Yıldırım, 15 Temmuz’da devlet ve milletin el ele, gönül gönüle darbecilere meydanları, havalimanlarını, sokakları dar ettiğini hatırlattı.
Doğu ve Güneydoğu Anadolu illerindeki yatırımlara ve kalkınma hamlesine de değinen Yıldırım, şöyle konuştu:
“Diyarbakır’da bölge insanının geleceğini karartmak isteyenlere karşı buradaki bütün vatandaşlarımızla omuz omuza, beraber olduk. İşte Diyarbakır, yeni belediyesiyle yeni çehresiyle insanı ve hizmeti odak alan yöneticileriyle modern altyapıya, nitelikli üstyapıya ve yeni yeni yatırımlara şahit oluyor. Sadece Diyarbakır değil 23 ilimizi kapsayan cazibe merkezleri programlarımıza Doğu ve Güneydoğu Anadolu illerimizi bölgesel bir kalkınma hamlesine hazırlıyoruz. Birileri kan ve gözyaşı siyaseti pazarlarken biz hükümet olarak gençlerimize, insanlarımıza aş ve iş temin etmek için gece gündüz çalışıp, on binlerce kişiye geçim kaynağı, yatırımcıya, girişimciye teşvik için kolları sıvadık.
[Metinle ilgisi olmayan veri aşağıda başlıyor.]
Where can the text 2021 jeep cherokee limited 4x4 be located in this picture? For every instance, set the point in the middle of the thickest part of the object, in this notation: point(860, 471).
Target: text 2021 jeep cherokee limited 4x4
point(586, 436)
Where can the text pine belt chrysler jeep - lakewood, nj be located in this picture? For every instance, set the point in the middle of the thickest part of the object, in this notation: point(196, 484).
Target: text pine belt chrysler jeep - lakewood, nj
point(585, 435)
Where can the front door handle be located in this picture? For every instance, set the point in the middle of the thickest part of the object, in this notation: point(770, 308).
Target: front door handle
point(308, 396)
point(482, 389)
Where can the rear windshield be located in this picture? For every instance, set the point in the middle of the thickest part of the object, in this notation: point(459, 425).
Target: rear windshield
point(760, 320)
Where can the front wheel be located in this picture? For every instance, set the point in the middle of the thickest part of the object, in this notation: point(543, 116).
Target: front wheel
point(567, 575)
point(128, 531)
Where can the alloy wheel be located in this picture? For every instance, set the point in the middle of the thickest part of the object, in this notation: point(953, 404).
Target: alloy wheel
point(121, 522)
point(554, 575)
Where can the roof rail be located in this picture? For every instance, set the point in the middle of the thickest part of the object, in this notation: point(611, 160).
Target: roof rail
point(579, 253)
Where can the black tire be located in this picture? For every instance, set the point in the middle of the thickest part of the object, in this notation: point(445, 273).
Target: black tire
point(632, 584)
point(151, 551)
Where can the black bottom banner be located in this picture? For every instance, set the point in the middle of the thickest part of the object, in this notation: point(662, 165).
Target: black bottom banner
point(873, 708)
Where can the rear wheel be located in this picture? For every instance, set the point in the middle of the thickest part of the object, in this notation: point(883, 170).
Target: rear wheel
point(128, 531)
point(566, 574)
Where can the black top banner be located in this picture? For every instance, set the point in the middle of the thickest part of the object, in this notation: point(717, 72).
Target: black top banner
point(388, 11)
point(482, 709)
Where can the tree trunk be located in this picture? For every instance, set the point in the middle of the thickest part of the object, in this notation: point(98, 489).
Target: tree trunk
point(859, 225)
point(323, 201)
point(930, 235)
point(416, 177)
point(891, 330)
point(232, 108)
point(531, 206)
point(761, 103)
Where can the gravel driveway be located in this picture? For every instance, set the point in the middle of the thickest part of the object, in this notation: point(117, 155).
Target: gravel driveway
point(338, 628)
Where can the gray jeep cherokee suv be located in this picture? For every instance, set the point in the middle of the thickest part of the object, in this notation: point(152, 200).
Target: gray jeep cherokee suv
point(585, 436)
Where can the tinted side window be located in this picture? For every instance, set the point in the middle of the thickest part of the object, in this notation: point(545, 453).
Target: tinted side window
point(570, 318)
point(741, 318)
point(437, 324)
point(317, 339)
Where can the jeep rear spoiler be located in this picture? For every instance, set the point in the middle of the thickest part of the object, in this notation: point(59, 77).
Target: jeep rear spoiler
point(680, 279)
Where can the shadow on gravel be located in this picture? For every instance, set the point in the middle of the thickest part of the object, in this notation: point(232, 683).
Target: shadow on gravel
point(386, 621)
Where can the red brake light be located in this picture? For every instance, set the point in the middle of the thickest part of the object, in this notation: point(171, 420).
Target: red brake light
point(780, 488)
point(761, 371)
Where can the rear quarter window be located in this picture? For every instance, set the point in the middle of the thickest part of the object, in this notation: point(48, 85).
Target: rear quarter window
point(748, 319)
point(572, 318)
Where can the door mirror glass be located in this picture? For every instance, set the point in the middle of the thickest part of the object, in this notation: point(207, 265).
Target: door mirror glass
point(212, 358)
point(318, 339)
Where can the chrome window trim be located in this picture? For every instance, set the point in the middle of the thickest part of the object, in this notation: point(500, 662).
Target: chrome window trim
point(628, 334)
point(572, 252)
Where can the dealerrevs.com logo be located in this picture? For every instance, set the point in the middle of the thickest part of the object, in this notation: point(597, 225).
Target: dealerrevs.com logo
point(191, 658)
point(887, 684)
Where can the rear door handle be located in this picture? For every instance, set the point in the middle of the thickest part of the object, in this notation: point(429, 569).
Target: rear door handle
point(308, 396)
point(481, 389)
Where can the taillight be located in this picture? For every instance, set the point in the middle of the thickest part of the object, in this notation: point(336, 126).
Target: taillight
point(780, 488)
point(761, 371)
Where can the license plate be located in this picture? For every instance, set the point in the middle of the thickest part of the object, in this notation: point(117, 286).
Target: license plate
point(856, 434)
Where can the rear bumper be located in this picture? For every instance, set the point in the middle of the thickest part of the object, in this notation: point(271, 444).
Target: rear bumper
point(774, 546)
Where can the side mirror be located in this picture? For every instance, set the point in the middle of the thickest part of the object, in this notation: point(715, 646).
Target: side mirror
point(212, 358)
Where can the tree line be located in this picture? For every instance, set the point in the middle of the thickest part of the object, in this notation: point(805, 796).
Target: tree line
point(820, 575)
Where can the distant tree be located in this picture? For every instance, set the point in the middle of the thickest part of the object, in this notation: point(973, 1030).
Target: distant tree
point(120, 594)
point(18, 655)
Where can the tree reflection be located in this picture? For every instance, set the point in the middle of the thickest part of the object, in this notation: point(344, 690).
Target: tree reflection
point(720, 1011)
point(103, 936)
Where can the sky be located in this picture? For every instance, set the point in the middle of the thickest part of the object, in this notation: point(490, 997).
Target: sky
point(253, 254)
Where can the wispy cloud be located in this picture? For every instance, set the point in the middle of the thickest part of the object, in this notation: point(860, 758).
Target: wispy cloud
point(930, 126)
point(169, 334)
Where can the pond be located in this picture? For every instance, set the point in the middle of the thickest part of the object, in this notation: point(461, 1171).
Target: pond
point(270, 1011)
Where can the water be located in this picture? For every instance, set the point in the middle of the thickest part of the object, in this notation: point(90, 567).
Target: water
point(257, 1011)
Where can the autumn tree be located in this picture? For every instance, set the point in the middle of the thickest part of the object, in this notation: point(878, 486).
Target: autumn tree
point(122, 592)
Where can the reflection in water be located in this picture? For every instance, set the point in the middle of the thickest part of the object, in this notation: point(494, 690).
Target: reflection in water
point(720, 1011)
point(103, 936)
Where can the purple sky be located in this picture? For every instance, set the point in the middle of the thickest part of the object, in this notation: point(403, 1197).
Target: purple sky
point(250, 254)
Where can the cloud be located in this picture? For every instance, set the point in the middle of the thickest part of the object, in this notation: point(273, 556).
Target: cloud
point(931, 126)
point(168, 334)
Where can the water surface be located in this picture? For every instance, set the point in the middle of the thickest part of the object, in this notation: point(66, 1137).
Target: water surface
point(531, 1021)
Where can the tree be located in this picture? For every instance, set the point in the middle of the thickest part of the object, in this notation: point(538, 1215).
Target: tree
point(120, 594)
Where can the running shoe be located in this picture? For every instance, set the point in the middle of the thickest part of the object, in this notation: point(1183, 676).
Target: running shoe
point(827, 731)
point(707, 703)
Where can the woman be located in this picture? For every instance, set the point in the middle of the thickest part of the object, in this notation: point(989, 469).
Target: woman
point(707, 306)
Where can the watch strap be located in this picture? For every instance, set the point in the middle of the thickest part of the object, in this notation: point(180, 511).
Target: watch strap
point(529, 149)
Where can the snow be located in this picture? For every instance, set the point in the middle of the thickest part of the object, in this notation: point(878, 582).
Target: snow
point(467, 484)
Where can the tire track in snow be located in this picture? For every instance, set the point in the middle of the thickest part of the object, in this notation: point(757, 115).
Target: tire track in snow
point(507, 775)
Diyarbakırlı gençlerimizin eline molotofkokteyli, el yapımı patlayıcılar verenlerle mücadele ediyor, o yavrularımızın kollarına bir altın bilezik takmanın gayretini gösteriyoruz. Artık gençlerimiz istedikleri alanda mesleki eğitimlerini tamamlayıp meslek sahibi olsun hem kendi gelecekleri hem de ülkenin geleceği için güzel çalışmalar yapsın istiyoruz.”
“Nöbetinizi namusunuz, görevinizi şerefiniz bildiniz”
Artık esnafın zorla kepenkleri kapattırılan bir korku şehrinde yaşamayacağını belirten Yıldırım, şu ifadeleri kullandı:
“Enerjimizi gençlerimizin geleceği, ailelerimizin huzuru, vatandaşımızın güvenliği için sarf ediyoruz. Bu gayretimizde bize paydaş olan bütün güvenlik güçlerimiz, polisimiz, jandarmamız, subayımız, astsubayımız, erbaş ve erlerimiz, korucumuz, bütün güvenlik güçlerimize milletim adına teşekkür ediyorum. Sizler vatanın hangi sathında olursa olsun nöbetinizi namusunuz, görevinizi şerefiniz bildiniz ve bu bilinçle bu aziz toprakları koruyorsunuz. Allah hepinizden razı olsun.”
Programda, Diyarbakır’ın Dürümlü mezrasında geçen yıl mayıs ayında PKK’lı teröristlerin 15 ton patlayıcı yüklü kamyonu infilak ettirmesi sonucu yaşamını yitirenlerin ailelerinin de yer aldığı öğrenildi.